Der Codex Alimentarius, das weltweit gültige Regelwerk für Lebensmittel, schlägt zum Schutz von Zöliakie-Patienten einen Grenzwert von höchstens 20 ppm Glutenspuren für glutenfreie Lebensmittel vor. Ppm heißt parts per million. Und 20 ppm bedeutet, dass in einem Kilo Reis — der von Natur aus glutenfrei ist — nur 20 Tausendstel Gramm Gluten zu finden sein dürfen. Da genügen schon einige aus Versehen mit abgepackte Weizenkörner - und der Wert ist überschritten.
Diese Erfahrung musste vor zwei Jahren ein Hersteller von glutenfreien Bio-Brotaufstrichen machen. Im Aufstrich und in dem als Zutat verwendeten Reis hatte die Lebensmittelkontrolle Gluten gefunden. Die Folge: Viele Bio-Hersteller verzichten inzwischen auf die Bezeichnung glutenfrei und auf das Logo mit der durchgestrichenen Ähre, obwohl die betreffenden Produkte nur glutenfreie Zutaten enthalten. Der organisatorische Aufwand zur Vermeidung von Verunreinigungen und die notwendigen Analysen sind für sie zu aufwendig. Anders aber ist der Anspruch, glutenfrei zu produzieren, gegenüber den Verbrauchern nicht zu gewährleisten. Deshalb lassen sich die Hersteller glutenfreier Bio-Backwaren an einer Hand abzählen.
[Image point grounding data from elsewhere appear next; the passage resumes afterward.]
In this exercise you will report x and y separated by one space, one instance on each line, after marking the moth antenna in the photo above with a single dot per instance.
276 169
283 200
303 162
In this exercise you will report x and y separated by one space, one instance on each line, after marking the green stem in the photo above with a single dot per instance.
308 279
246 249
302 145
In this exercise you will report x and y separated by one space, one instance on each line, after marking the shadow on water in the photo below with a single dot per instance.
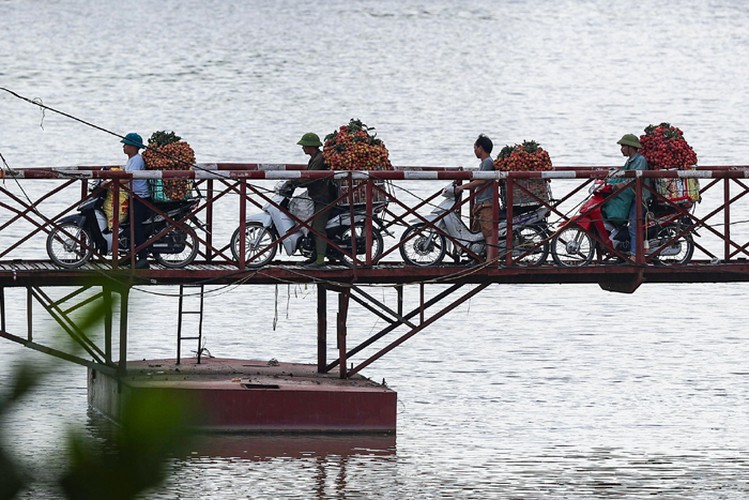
267 446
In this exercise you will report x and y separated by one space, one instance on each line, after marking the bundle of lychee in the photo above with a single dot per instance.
664 146
528 156
167 151
355 147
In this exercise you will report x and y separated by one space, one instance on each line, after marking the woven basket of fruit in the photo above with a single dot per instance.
355 146
525 157
665 148
167 151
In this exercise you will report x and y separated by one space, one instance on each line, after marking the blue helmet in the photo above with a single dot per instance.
133 139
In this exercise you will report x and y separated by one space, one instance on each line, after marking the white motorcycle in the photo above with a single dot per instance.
425 244
264 229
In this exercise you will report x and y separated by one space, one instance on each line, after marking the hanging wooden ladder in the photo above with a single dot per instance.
183 313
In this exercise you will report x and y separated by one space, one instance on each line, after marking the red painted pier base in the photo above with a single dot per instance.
234 395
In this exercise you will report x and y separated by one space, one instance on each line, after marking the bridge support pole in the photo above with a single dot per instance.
322 328
124 300
343 303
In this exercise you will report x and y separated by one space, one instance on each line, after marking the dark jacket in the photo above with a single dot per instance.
321 191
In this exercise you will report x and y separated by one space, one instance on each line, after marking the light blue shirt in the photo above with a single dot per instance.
485 196
140 186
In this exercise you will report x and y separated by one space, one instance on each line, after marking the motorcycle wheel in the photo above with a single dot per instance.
183 258
530 246
69 246
257 237
422 245
683 246
361 243
572 247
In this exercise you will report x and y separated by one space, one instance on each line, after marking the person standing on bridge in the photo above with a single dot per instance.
320 191
483 208
131 146
623 206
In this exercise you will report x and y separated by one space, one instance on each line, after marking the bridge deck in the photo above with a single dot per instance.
44 273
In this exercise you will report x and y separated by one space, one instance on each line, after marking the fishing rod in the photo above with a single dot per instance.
37 102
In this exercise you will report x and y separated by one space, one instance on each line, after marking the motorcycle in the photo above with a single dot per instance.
588 233
76 238
263 230
425 244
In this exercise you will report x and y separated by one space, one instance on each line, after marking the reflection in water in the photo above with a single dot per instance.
266 446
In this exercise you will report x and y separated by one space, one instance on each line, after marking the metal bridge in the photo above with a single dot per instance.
34 200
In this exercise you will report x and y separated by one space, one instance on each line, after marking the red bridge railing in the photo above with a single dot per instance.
33 201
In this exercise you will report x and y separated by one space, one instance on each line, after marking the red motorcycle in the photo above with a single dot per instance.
587 234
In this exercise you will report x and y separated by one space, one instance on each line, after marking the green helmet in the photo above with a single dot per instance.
310 139
630 140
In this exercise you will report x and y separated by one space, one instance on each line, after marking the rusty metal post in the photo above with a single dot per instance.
29 314
421 302
322 327
107 298
209 221
726 219
368 222
242 223
492 252
509 201
124 300
116 222
343 302
639 227
2 309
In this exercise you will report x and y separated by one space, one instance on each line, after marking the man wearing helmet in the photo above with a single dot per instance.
320 191
131 146
483 208
622 206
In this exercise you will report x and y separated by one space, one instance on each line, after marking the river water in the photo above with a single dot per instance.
524 392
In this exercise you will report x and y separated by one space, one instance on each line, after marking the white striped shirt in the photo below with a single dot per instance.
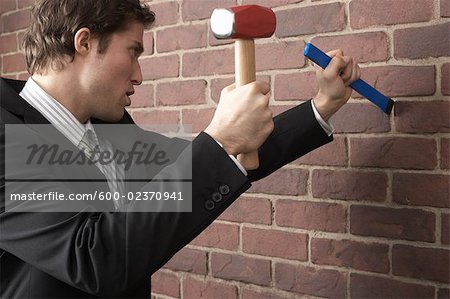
66 123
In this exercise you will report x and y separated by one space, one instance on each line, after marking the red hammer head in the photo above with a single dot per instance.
246 22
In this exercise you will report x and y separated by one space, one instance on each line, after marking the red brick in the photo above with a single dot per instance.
249 210
422 117
331 154
189 260
166 284
421 189
208 63
148 43
445 153
251 294
143 96
393 152
396 81
365 13
160 67
7 5
13 63
423 42
443 293
445 228
283 181
8 43
349 185
219 235
308 20
445 79
360 118
296 86
197 289
279 55
311 215
363 47
217 85
366 286
157 117
197 119
445 8
181 37
310 281
166 13
270 3
421 263
275 243
202 9
16 20
240 268
176 93
405 224
371 257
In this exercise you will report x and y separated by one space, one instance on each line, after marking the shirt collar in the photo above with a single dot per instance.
58 115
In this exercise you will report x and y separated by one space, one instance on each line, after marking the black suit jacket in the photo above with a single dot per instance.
99 254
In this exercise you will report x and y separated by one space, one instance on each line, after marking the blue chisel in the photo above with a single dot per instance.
364 89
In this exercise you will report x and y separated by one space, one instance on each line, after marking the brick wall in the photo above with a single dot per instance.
365 216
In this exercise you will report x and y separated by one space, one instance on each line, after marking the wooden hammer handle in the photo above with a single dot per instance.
245 73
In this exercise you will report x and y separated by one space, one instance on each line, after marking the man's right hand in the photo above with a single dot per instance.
243 120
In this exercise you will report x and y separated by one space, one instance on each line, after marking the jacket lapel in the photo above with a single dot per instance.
11 101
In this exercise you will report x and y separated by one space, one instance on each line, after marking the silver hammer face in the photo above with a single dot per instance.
245 22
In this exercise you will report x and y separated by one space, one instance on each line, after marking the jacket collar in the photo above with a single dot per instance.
11 101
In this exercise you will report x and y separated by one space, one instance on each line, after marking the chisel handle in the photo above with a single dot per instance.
364 89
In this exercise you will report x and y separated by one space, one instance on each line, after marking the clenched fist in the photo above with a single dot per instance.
243 120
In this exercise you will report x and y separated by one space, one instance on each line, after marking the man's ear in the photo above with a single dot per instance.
83 41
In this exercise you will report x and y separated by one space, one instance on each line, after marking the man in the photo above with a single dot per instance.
83 57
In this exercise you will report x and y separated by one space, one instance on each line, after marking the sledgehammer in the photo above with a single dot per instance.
244 23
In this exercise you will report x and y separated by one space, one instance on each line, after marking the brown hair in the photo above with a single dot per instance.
50 38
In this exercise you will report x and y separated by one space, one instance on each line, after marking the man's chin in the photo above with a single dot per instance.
111 118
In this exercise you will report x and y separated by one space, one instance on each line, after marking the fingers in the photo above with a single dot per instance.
261 86
343 66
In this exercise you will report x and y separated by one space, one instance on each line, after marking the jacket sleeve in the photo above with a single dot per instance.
111 254
296 133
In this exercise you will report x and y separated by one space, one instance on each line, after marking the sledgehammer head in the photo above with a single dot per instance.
245 22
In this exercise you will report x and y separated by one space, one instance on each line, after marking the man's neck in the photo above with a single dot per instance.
61 87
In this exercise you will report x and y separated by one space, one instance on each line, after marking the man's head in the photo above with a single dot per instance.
85 53
49 41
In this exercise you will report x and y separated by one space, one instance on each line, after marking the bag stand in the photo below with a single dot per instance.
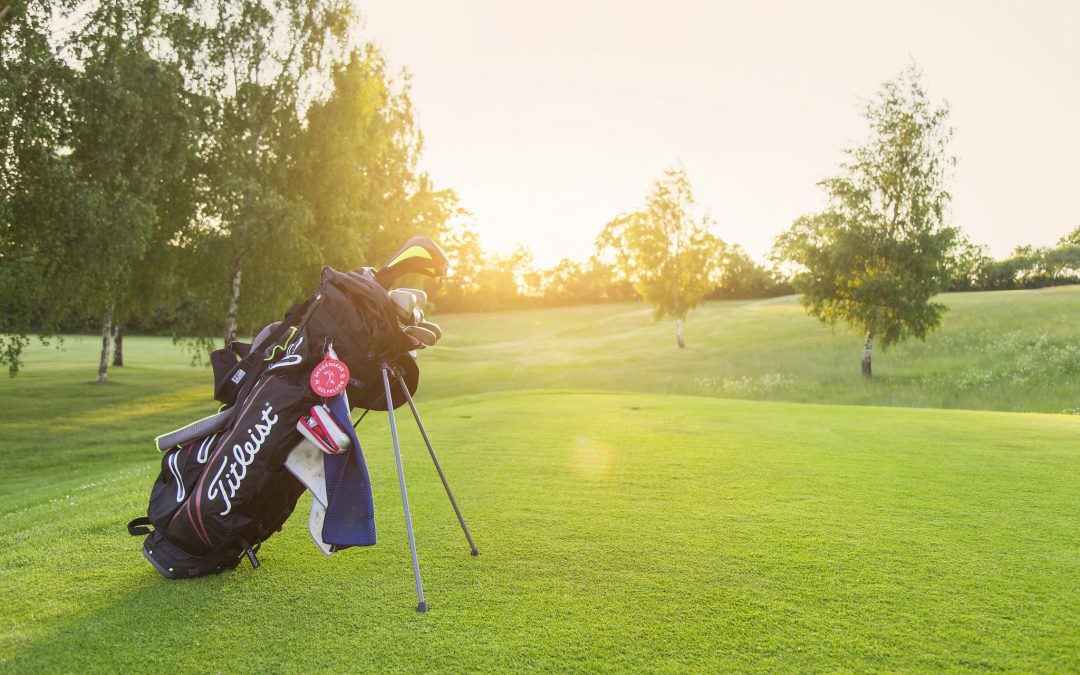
387 369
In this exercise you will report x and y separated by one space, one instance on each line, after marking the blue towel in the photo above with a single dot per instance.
350 514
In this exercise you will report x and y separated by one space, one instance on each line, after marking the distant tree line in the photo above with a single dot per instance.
484 281
1026 268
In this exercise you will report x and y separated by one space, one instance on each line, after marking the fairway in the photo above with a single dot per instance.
618 530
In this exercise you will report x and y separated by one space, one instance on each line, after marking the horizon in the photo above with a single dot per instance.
550 123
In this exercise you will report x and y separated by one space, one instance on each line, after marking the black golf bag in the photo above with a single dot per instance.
224 488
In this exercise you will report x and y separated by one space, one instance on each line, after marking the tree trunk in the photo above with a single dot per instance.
118 346
103 367
230 315
866 353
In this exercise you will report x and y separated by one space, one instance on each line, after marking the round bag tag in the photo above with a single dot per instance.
329 377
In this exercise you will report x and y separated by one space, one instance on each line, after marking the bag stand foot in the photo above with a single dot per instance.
387 369
439 468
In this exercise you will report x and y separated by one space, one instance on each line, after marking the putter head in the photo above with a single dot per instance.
419 255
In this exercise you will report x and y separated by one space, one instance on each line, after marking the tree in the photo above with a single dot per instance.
665 250
38 196
130 146
880 252
262 61
355 166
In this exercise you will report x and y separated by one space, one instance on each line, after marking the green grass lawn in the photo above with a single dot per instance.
635 529
996 351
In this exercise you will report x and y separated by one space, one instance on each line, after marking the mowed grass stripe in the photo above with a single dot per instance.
618 530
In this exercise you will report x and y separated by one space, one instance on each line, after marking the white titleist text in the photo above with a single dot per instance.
225 483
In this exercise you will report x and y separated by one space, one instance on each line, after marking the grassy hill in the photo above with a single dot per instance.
638 529
1000 351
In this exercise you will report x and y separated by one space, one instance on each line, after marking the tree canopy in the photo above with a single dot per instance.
665 250
876 257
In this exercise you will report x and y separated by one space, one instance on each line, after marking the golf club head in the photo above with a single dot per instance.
431 326
419 255
404 305
421 297
426 337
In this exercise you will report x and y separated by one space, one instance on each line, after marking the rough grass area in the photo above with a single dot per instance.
622 531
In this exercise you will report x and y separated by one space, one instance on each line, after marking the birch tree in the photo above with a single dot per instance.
878 255
665 250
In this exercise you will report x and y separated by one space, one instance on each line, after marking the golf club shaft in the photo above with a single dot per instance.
439 468
422 606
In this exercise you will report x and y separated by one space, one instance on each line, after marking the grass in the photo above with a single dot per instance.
996 351
628 530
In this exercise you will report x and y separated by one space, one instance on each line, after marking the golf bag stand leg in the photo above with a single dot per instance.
422 606
439 468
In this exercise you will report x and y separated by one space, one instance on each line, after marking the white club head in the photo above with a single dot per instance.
426 337
431 326
421 297
404 304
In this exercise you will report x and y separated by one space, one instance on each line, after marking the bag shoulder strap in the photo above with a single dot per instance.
248 368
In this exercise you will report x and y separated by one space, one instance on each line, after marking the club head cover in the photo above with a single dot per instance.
322 430
422 335
306 463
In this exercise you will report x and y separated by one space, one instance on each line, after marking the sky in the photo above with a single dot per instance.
550 119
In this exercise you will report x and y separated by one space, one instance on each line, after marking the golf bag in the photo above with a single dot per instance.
224 488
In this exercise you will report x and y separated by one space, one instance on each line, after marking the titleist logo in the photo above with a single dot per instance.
225 483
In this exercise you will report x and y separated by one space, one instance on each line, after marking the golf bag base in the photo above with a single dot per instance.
175 564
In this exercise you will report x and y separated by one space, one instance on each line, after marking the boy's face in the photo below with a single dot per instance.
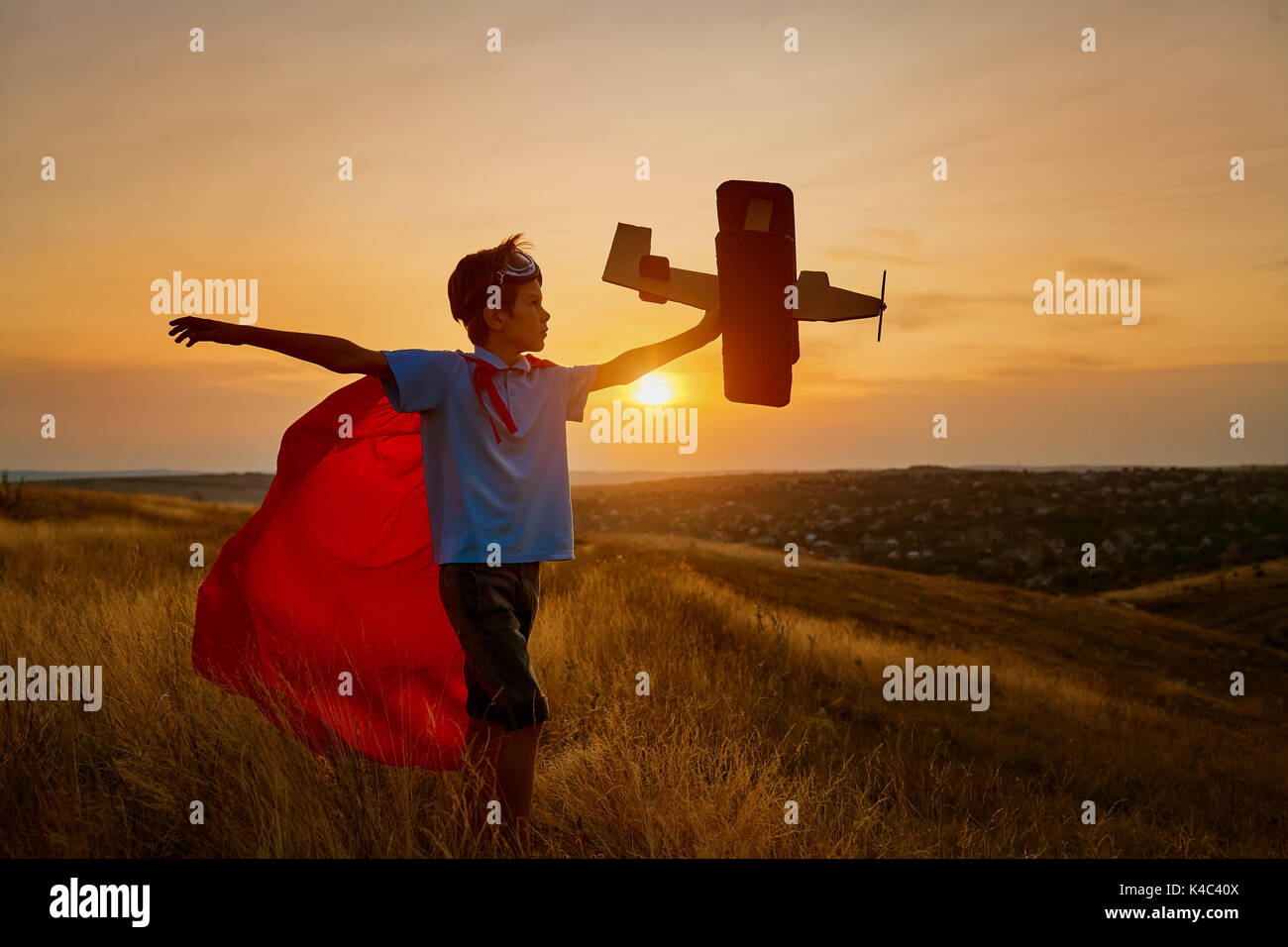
527 329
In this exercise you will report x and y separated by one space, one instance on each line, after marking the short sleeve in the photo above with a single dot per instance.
578 382
421 377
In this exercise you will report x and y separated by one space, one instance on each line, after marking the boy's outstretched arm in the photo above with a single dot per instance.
636 364
329 351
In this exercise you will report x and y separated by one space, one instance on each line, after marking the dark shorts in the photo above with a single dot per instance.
492 609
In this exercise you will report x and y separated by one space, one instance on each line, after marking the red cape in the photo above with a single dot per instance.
334 574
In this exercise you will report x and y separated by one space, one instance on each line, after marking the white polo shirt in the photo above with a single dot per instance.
514 493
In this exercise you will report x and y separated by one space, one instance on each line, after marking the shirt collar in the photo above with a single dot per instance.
480 352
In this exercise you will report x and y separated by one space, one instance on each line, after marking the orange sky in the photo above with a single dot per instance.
223 165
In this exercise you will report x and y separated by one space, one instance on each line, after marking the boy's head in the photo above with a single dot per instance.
510 316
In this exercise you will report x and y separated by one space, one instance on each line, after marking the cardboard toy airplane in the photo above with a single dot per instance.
755 286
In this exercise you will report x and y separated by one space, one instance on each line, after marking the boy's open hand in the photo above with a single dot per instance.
194 329
709 325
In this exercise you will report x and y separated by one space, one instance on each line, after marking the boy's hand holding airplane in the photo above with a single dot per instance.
709 325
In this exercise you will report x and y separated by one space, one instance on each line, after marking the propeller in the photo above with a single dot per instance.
881 311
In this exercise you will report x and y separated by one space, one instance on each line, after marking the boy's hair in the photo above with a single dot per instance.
469 285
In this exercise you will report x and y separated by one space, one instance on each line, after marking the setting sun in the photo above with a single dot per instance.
653 390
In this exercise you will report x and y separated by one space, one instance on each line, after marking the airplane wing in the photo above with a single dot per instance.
820 302
630 254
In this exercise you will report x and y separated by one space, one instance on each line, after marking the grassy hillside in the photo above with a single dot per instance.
767 686
1250 600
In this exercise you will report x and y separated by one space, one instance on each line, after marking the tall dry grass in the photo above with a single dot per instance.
765 688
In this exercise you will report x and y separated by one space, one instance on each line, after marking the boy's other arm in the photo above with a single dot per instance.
636 364
329 351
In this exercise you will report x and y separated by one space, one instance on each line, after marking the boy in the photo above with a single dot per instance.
496 478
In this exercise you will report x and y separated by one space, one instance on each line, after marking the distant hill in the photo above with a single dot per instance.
765 684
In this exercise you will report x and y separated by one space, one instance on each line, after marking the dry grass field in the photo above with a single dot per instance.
765 688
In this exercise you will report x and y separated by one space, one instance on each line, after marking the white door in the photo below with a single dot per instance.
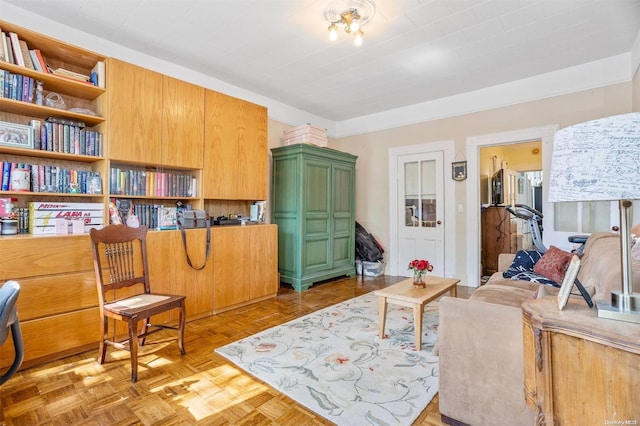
420 212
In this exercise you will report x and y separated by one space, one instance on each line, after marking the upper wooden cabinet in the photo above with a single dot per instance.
236 156
157 119
182 124
133 105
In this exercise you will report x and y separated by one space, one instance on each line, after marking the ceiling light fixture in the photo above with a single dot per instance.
351 15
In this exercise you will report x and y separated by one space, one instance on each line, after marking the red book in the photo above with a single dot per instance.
43 64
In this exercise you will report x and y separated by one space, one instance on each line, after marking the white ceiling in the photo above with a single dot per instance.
414 50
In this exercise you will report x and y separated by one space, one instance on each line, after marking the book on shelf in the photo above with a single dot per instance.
98 74
34 60
3 47
26 58
9 49
17 51
6 175
71 74
167 217
41 61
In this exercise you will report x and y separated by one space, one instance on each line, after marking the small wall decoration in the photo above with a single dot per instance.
17 135
459 170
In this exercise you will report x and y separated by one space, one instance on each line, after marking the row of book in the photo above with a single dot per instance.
150 183
46 178
154 216
22 215
14 50
17 87
58 135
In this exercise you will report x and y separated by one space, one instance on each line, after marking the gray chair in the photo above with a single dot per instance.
9 320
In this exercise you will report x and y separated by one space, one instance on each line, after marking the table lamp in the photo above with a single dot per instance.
599 160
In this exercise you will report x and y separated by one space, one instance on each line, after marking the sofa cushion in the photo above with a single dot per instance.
522 262
553 264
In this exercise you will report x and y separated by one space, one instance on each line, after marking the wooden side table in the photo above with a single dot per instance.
404 294
580 369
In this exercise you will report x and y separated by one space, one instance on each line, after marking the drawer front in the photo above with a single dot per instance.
45 337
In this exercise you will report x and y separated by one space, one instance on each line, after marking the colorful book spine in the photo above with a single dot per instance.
6 175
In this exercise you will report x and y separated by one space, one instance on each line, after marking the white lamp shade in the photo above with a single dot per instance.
597 160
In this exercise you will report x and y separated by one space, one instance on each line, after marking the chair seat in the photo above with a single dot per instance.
133 305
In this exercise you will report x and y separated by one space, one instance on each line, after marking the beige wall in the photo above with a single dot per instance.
372 188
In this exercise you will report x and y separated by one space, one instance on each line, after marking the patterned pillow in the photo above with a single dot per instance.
553 264
536 278
523 262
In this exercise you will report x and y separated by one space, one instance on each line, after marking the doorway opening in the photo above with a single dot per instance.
544 135
510 174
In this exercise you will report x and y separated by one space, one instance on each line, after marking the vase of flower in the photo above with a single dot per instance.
419 268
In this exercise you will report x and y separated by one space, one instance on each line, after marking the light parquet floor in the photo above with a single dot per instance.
200 387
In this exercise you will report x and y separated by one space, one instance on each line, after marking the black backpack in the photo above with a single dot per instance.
367 248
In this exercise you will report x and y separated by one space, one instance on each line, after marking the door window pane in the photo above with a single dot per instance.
420 193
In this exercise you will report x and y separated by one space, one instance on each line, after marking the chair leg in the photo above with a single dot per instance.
143 331
102 350
133 349
18 345
181 329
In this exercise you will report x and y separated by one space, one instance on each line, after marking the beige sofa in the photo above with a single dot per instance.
480 338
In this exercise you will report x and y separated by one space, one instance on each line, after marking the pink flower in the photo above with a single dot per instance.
420 266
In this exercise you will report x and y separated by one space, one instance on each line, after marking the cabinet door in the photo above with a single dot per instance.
182 124
170 273
235 166
135 97
245 264
316 227
343 207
Ein umfangreiches Vollsortiment bietet die Naturkornmühle Werz im schwäbischen Heidenheim. Seit 12 Jahren backt Vollkorn-Pionier Karl-Otto Werz glutenfrei - mit erheblichem Aufwand. Denn der Lieferant, der ja keineswegs nur Spezialisten für glutenfreie Ware versorgt, hat von Gesetz her einen größeren Spielraum als der Verarbeiter. "Ein Prozent Verunreinigung mit Fremdgetreide ist beim Reis erlaubt, beim Mais sind es sogar zwei Prozent. Bei der Hirse aus den USA finden sich immer wieder mal Gerstenkörner", beschreibt Karl-Otto Werz das Problem. Die Folge: Er lässt alle Lieferungen nochmals reinigen. Zudem gibt es für die Lagerung von Reis, Mais, Hirse und Buchweizen eigene Räume. Vermahlen und verarbeitet wird das glutenfreie Getreide ebenfalls in getrennten Anlagen. Nicht einmal die Backbleche dürfen mit den Weizen- und Dinkelprodukten in Berührung kommen, die Werz ebenfalls herstellt. Auf die üblichen Analysen alleine will sich der Bäckermeister nicht verlassen. Sie sind ihm zu ungenau.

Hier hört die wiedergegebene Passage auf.